Are You There, God? Day 3- Generosity
Give, and it will be given to you. Good measure, pressed down, shaken together, running over, will be put into your lap. For with the measure you use it will be measured back to you. (Luke 6:38, ESV)
Whoever is generous to the poor lends to the LORD, and he will repay him for his deed. (Proverbs 19:17, ESV)
The point is this: whoever sows sparingly will also reap sparingly, and whoever sows bountifully will also reap bountifully. (2 Corinthians 9:6, ESV)
Whoever closes his ear to the cry of the poor will himself call out and not be answered. (Proverbs 21:13, ESV)
Whoever brings blessing will be enriched, and one who waters will himself be watered. (Proverbs 11:25, ESV)
God loves a cheerful giver (2 Corinthians 9:7)—is that you? In the early church, the believers shared their wealth and earthly goods, giving to one another so that everyone was taken care of. This is a practice that, for the large part, has fallen by the wayside. If we are completely honest, most of us give out of our abundance, with very little personal cost to ourselves. We spend our money on the things we need and even most of the things we want, and then we give what’s left over for the things of God. This is contrary to Scripture—and because of that, I cringe. How often have I given to the point that it cost me something personally? Not often enough.
Generosity is a big deal to God, and when I am not characterized as being a generous person, I miss the mark. The kind of giving He wants from us isn’t about being noticed or admired by others, but rather quietly providing for those in need out of a love for the Lord and a willingness to please Him. His Word tells us that if we want to be blessed we must bless others. As a result, my refusal to bless others with my own generosity places a hindrance in my prayer life.
Generosity is about money, yes, but it’s also about our time. Many don’t have very much at all and can barely meet the needs of their families. But time is an area in which we all can be generous; we can meet the needs of others by willingly stepping in to help. Maybe it’s running to the store for an elderly neighbor, or watching the kids down the street so their mom can get out and do some shopping. Maybe it’s taking time for coffee with a friend in a difficult situation. These are all opportunities for generosity that can bless others greatly.

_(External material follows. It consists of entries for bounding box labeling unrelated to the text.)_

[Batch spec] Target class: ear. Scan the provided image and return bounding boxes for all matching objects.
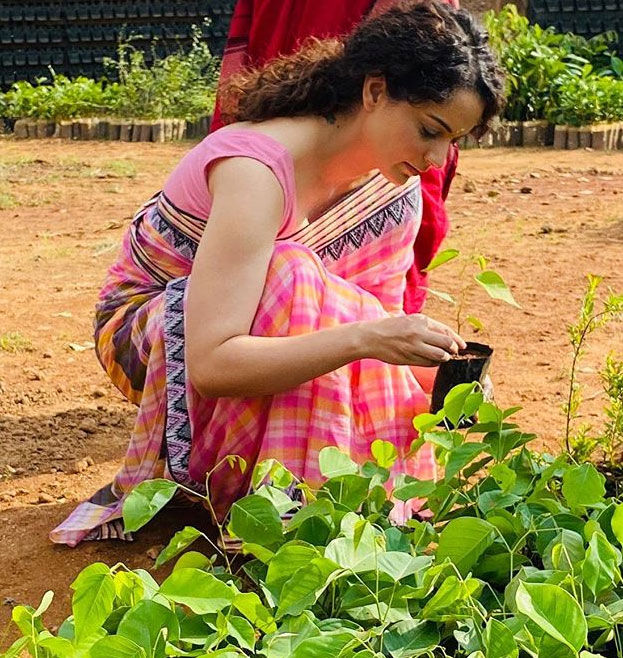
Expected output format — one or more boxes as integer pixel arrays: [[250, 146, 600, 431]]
[[361, 75, 387, 112]]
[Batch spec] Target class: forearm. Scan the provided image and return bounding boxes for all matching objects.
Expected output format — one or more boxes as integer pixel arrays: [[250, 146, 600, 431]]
[[191, 322, 366, 397]]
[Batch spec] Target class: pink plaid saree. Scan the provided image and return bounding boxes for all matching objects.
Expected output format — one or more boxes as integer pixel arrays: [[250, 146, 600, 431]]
[[50, 130, 434, 546]]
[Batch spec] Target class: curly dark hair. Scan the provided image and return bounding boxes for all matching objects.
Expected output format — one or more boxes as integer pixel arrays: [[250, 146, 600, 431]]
[[222, 0, 504, 135]]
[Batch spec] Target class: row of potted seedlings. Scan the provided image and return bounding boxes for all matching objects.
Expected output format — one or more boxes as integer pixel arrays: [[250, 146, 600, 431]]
[[13, 117, 210, 142], [459, 121, 623, 151], [7, 117, 623, 151]]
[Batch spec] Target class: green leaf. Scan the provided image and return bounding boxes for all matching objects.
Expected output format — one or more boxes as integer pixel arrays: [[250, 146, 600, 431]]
[[474, 270, 521, 308], [276, 557, 338, 619], [227, 617, 255, 651], [255, 484, 301, 515], [392, 476, 437, 500], [71, 562, 115, 640], [444, 443, 484, 482], [233, 592, 277, 633], [117, 601, 180, 658], [229, 494, 283, 547], [422, 249, 460, 272], [515, 582, 588, 651], [173, 551, 211, 568], [318, 446, 359, 479], [377, 551, 432, 582], [413, 409, 444, 434], [443, 382, 476, 427], [383, 619, 441, 658], [266, 541, 320, 598], [251, 459, 294, 489], [465, 315, 485, 331], [324, 523, 383, 573], [2, 637, 31, 658], [610, 504, 623, 546], [424, 287, 456, 304], [477, 491, 521, 514], [159, 568, 234, 615], [123, 479, 177, 532], [420, 576, 481, 620], [38, 637, 75, 658], [542, 528, 584, 573], [286, 498, 335, 531], [321, 475, 370, 511], [371, 439, 398, 468], [32, 590, 54, 617], [489, 463, 517, 493], [290, 633, 353, 658], [562, 464, 606, 507], [154, 526, 203, 569], [582, 531, 621, 596], [483, 618, 519, 658], [436, 517, 496, 576]]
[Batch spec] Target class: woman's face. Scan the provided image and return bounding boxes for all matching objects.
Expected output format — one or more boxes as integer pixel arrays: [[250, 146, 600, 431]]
[[362, 78, 484, 185]]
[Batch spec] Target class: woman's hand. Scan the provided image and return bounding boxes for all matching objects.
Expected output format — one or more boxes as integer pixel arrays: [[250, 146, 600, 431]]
[[359, 313, 465, 366]]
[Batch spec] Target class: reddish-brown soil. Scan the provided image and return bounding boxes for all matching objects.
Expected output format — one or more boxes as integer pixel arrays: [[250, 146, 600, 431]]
[[0, 139, 623, 647]]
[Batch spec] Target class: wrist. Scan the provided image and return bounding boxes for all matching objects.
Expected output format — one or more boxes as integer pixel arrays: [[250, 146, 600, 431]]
[[349, 321, 374, 361]]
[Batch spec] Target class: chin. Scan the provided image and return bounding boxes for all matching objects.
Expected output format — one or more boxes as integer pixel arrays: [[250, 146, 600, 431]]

The Bible reminds us that if we sow (give) sparingly, we will reap (receive) sparingly. In other words, if we are not generous people, we will not receive generosity—not from others and not from God. If we consider this, we can see how our giving has a direct impact on our prayer life. If God teaches us that giving to others reflects His character in us, then when we do not reflect that character because of our stinginess, why should we receive blessing from His hand? It should give us pause and encourage us to carefully consider our giving—not only because we’re commanded to be giving people, but because we want to keep open communication with God open by pleasing Him. If we expect to have our prayers answered, we need to be people who are known for our giving and generous nature—the nature of our God.